The town is such an easy one to slip into. Within hours of my arrival I know my way around. I’m staying in the “Beverly Hills” area of Higgovale nestled high on the slope of Table Mountain. It’s a leafy village of expensive houses hidden behind high walls and spiked fences and reminds a little bit of the Hollywood Hills. From my hotel it’s a ten-minute walk down Kloof Street into the city centre. On my first evening I hang out at the top of Long Street, a funky, backpacky area that’s full of life until late into the night. I eat at Mama Africa, crocodile and potato salad- service is snappy. The following evening I wander round the Waterfront, an enormous new development of malls and restaurants built on the old docks that attracts thousands of Capetonians every night. I am in love with this place already. I start to look in the windows of real estate agents, always a bad sign. It’s staggeringly well priced. A posh two-bedroom loft in the heart of the downtown is around sixty thousand pounds. I start to make plans. Maybe it is a tad dodgier politically than the Cotswolds but, with the money I save on housing, I can buy a bazooka. Anyway, I grew up in Beirut, so this place is a piece of cake. Days pass and I can find little to fault the place. The food is exceptional. The people very friendly, the women definitely some of the most stunning that I’ve seen anywhere in the world.
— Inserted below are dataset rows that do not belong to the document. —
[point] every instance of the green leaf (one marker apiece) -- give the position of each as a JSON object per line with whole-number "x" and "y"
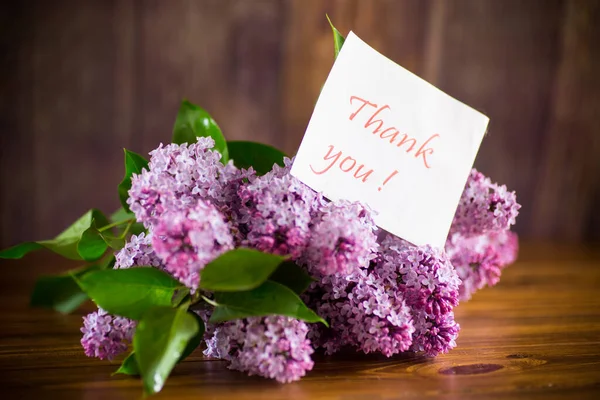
{"x": 192, "y": 122}
{"x": 66, "y": 243}
{"x": 338, "y": 39}
{"x": 134, "y": 163}
{"x": 160, "y": 339}
{"x": 61, "y": 292}
{"x": 122, "y": 215}
{"x": 259, "y": 156}
{"x": 129, "y": 366}
{"x": 239, "y": 269}
{"x": 271, "y": 298}
{"x": 92, "y": 244}
{"x": 290, "y": 274}
{"x": 130, "y": 292}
This really is a little piece of heaven hidden down at the bottom of the Southern Hemisphere.
Back to my road trip- I’m getting close to the Cape of Good Hope now. Last week I was in the Arctic Circle, this week I’m approaching the tip of Africa. More signs warning me about baboons. I decide to put the roof up, better safe than sorry. One of the baboons is laughing at me. He’s probably got a knife. It’s so difficult to work stuff out here. Everything looks so…normal…European and understandable but I’m not from here, I can’t really judge things properly. It’s OK, but a touch unsettling. Happy thoughts…
Ah, finally, there’s the sign for the Cape of Good Hope. Another world landmark to tick off. There’s the sign- “Cape of Good Hope, the most South-Western point of the African continent.” Hang on. I thought that this was the tip of Africa? The most southern point, not the most south-western point. Everything in “the literature” (the most ridiculous name for a couple of leaflets with pictures of nice baboons on) leads you to believe that the two oceans meet here, The Indian and the Atlantic. It turns out that this particular honour belongs to Cape Agulhas, a long way down the coast but you hardly ever hear about it. A tricky place Africa- it’s wonderful, but you need to keep your wits about you. All is not quite what it seems. Now, where’s Grace Kelly?